Do viral replicase and CP interact synergistically to regulate packaging in BMV?

In addition to participating in the synthesis of genomic negative and positive RNAs, BMV replicase has been implicated in other roles, such as cell-to-cell spread (36). Data shown in Fig. 3 to 5 further validate our previous conclusion (3) that induction of viral replication resulting in the formation of active replicase functions as a specificity filter by enhancing packaging of viral RNA but not ubiquitous cellular RNA or nonreplicating viral RNA (Fig. 4 and 6). This suggests that a synergistic interaction between viral replicase proteins and CP may exist to maximize packaging of viral RNAs. We offer two possible mechanisms in support of this hypothesis (Fig. 9). The cytopathological studies of bromoviruses revealed the induction of vesicles (13) or spherules (34) in the perinuclear spaces of infected cells. These specialized structures are induced by replicase protein 1a and have been shown to be the actual sites of RNA synthesis (34). Replicase protein 2a interacts with 1a and recruits RNA to spherules to initiate viral replication (34); the necks connecting spherules serve as channels to export newly synthesized progeny RNA to the cytoplasm for translation. Since CP has been found to copurify with active replicase complex (6), we rationalize that CP must be synthesized near the necks of spherules (Fig. 9A). This scenario provides a transient association between viral replicase proteins and CP, resulting in increased specificity of BMV RNA packaging. In the absence of a functional replicase the specificity of CP is disrupted, resulting in nonspecific packaging of cellular RNAs, as shown in Fig. 3. Alternatively, it is possible that following export of newly synthesized gB1 and gB2 to an unspecified location in cytoplasm, their translation creates a new pool of replicase proteins (Fig. 9B). One portion of this new pool interacts exclusively with CP to enhance specificity, while the other will continue to participate in replication-related events, such as induction of spherules.

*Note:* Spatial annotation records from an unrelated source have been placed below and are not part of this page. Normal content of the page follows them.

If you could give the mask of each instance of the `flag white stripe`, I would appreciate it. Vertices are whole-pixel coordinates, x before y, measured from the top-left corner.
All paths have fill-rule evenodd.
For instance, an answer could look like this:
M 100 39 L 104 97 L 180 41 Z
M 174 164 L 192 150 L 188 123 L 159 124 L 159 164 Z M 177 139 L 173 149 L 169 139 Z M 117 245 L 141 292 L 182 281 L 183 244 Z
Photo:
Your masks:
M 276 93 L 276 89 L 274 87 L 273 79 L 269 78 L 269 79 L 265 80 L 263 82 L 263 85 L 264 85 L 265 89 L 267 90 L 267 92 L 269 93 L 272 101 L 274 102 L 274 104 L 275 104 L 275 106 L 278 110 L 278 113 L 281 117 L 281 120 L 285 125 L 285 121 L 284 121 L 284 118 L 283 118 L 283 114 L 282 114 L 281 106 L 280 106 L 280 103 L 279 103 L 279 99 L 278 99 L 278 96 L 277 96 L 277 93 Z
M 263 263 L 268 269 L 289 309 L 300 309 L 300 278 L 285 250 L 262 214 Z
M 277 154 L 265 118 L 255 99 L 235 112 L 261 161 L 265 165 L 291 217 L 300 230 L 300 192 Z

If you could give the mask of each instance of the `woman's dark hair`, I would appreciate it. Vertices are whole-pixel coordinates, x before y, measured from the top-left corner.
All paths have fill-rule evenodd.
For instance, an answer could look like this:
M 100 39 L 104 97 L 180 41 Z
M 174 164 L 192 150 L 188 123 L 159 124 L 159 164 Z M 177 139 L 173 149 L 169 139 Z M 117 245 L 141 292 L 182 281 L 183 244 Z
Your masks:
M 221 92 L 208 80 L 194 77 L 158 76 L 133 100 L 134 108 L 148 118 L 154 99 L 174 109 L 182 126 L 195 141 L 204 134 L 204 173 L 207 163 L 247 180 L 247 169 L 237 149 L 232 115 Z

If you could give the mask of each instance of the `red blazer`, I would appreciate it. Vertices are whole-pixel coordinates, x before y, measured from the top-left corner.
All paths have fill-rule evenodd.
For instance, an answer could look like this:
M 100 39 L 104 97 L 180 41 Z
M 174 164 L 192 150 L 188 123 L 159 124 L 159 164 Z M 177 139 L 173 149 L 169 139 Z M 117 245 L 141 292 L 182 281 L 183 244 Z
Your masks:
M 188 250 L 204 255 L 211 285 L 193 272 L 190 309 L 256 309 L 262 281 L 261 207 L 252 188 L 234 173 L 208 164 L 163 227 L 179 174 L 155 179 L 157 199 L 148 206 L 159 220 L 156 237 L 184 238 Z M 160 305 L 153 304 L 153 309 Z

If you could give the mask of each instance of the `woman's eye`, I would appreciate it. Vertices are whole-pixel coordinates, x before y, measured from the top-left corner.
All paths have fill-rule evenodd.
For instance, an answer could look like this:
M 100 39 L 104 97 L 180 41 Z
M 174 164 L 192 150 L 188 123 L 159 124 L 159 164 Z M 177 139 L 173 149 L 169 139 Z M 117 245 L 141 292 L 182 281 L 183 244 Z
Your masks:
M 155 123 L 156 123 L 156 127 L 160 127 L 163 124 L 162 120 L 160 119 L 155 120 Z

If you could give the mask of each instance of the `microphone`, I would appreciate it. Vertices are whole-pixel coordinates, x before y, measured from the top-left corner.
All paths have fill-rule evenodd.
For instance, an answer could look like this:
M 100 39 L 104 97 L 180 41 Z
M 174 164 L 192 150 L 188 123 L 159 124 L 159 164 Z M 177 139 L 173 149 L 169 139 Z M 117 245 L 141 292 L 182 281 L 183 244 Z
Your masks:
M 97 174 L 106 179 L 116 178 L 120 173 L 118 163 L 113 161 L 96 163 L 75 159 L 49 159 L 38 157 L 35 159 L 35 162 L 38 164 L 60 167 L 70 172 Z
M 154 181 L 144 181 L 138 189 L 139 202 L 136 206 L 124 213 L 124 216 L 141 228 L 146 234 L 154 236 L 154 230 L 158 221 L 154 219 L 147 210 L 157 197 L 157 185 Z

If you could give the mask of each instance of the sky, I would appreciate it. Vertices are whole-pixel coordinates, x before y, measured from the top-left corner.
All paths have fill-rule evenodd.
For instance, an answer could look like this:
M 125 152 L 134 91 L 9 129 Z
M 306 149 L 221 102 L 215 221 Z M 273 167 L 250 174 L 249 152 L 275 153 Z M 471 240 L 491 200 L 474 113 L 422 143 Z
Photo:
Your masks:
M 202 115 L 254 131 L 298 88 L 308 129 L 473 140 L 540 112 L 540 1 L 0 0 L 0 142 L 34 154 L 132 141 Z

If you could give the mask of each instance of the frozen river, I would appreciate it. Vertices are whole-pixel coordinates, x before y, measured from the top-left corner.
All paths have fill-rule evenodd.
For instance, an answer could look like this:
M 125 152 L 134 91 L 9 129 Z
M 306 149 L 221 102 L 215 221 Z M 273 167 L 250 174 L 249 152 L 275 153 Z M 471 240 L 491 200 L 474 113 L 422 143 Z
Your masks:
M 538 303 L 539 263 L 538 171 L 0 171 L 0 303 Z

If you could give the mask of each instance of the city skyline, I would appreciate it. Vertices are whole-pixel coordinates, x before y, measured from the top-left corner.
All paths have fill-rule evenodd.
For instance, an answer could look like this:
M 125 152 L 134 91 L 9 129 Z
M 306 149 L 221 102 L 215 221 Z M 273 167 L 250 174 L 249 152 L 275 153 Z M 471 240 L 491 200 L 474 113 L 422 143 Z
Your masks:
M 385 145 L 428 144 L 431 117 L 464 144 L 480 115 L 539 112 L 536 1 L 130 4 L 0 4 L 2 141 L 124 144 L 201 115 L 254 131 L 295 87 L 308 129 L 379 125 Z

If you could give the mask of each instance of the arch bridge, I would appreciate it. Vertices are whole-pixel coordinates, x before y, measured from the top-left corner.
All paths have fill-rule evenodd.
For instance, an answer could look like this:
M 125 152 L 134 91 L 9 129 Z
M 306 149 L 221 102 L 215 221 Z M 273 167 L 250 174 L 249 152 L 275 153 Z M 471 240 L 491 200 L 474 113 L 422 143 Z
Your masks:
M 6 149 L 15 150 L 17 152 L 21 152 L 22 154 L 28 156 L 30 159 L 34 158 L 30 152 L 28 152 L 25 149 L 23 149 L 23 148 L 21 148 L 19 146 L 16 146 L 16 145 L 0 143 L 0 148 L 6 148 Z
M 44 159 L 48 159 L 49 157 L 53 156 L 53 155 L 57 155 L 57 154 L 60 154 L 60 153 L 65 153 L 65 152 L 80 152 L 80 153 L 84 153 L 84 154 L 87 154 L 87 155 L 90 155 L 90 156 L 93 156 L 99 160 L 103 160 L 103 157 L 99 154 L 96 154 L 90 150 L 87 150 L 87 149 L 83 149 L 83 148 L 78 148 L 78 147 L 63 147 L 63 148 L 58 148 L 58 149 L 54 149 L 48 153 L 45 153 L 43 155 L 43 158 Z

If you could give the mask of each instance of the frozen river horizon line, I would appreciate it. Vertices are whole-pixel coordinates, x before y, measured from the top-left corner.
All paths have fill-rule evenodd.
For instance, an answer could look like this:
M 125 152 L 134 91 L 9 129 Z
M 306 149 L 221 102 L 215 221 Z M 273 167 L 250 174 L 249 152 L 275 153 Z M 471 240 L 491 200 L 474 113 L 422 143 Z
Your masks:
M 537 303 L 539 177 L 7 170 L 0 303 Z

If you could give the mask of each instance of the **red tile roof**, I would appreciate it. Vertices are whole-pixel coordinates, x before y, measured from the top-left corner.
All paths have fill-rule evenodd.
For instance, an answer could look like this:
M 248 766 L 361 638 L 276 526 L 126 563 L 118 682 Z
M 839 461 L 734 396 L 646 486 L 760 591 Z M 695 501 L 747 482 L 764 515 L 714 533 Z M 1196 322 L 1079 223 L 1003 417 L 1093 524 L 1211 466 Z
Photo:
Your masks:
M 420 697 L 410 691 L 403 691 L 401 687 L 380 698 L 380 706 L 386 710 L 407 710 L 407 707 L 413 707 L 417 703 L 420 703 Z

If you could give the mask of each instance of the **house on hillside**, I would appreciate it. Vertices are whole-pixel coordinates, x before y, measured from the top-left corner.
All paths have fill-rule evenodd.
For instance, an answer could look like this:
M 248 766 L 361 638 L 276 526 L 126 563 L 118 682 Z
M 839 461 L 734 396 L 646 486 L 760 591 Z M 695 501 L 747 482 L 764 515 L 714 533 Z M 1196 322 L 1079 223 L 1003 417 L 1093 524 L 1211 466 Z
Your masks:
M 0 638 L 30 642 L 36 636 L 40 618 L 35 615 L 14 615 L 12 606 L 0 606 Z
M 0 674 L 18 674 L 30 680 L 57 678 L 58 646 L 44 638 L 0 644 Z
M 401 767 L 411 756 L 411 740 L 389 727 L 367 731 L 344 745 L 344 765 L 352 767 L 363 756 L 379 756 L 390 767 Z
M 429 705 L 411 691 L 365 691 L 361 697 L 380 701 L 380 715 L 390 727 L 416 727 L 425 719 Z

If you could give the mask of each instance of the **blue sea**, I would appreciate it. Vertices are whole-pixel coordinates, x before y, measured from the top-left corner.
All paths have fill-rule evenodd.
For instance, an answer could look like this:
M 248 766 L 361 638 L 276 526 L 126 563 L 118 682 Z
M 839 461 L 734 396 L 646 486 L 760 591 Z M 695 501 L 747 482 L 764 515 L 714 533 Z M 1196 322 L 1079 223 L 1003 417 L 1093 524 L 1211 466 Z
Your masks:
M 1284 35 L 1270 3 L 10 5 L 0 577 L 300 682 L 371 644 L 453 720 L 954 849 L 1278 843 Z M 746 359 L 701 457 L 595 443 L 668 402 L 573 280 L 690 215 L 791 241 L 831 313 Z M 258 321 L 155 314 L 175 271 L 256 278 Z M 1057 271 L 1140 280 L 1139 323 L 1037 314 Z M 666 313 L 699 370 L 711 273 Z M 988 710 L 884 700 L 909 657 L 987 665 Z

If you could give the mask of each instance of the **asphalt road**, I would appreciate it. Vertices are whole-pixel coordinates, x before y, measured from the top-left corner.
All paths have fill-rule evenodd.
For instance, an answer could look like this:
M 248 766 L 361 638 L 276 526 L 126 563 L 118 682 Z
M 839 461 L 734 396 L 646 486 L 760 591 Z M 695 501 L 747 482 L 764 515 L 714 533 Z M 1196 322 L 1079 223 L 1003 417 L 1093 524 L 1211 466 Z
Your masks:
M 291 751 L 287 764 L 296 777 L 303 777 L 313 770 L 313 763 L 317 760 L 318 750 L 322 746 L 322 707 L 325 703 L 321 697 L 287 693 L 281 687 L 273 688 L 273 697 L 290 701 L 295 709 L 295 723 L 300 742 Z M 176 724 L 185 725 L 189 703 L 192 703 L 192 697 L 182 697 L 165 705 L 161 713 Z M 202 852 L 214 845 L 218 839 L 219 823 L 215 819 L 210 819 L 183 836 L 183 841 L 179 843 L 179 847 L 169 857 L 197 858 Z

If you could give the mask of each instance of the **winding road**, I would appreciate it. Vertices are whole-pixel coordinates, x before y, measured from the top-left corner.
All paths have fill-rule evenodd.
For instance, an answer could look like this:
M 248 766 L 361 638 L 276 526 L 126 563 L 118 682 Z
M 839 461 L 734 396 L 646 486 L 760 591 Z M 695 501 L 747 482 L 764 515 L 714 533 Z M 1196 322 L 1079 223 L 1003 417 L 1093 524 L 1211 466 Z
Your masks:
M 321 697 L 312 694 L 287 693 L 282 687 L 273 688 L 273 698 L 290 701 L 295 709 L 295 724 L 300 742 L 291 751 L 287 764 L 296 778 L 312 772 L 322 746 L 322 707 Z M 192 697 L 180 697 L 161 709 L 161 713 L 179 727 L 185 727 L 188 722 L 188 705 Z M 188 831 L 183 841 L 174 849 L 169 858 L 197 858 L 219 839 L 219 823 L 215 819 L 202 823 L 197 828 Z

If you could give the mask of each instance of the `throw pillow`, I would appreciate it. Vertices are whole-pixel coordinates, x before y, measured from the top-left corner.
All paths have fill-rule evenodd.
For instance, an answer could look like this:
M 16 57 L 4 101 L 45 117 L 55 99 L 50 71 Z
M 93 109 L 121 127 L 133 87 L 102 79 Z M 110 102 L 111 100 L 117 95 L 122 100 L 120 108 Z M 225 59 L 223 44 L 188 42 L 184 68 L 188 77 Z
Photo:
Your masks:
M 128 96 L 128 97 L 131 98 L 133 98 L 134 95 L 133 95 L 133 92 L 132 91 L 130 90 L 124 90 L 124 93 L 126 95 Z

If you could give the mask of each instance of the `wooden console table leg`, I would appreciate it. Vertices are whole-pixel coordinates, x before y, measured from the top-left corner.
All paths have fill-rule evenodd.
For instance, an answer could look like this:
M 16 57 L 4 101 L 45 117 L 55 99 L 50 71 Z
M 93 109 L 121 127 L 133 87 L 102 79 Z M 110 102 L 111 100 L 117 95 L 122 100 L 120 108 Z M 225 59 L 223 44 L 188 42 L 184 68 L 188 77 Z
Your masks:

Thus, it remains to be examined whether synergic interaction between replicase and CP subunits would result in subtle structural alteration of CP subunits to enhance specificity.

FIG. 9.

Schematic diagram illustrating two possible models of BMV RNA packaging mediated by interaction between CP and viral replicase proteins. (A) Viral replicase protein 1a induces spherules (step 1), and replicase protein 2a interacts with 1a and recruits RNA to spherules to initiate viral replication (step 2). The necks connecting spherules serve as channels to export newly synthesized progeny RNA to the cytoplasm for translation (step 3). Since CP has been found to copurify with active replicase complex (6), we hypothesize that CP must be synthesized near the necks of spherules (step 4). This scenario provides a transient association between viral replicase proteins and CP resulting in increased specificity of BMV RNA packaging (steps 4 to 6). (B) As mentioned above, induction of spherules (sph) along the endoplasmic reticulum lumen (ERL) and replication viral RNAs occurs in spherules (34). Transportation of newly synthesized BMV RNAs to cytoplasm results in the synthesis of replicase proteins 1a and 2a and CP at an unspecified location in the cytoplasm. One pool of the replicase proteins continues to induce new spherules along ERL, while the other pool transiently interacts with CP to increase specificity. As a result, packaging of cellular RNA is inhibited, while that of viral progeny RNA is enhanced. Nuc, nucleus.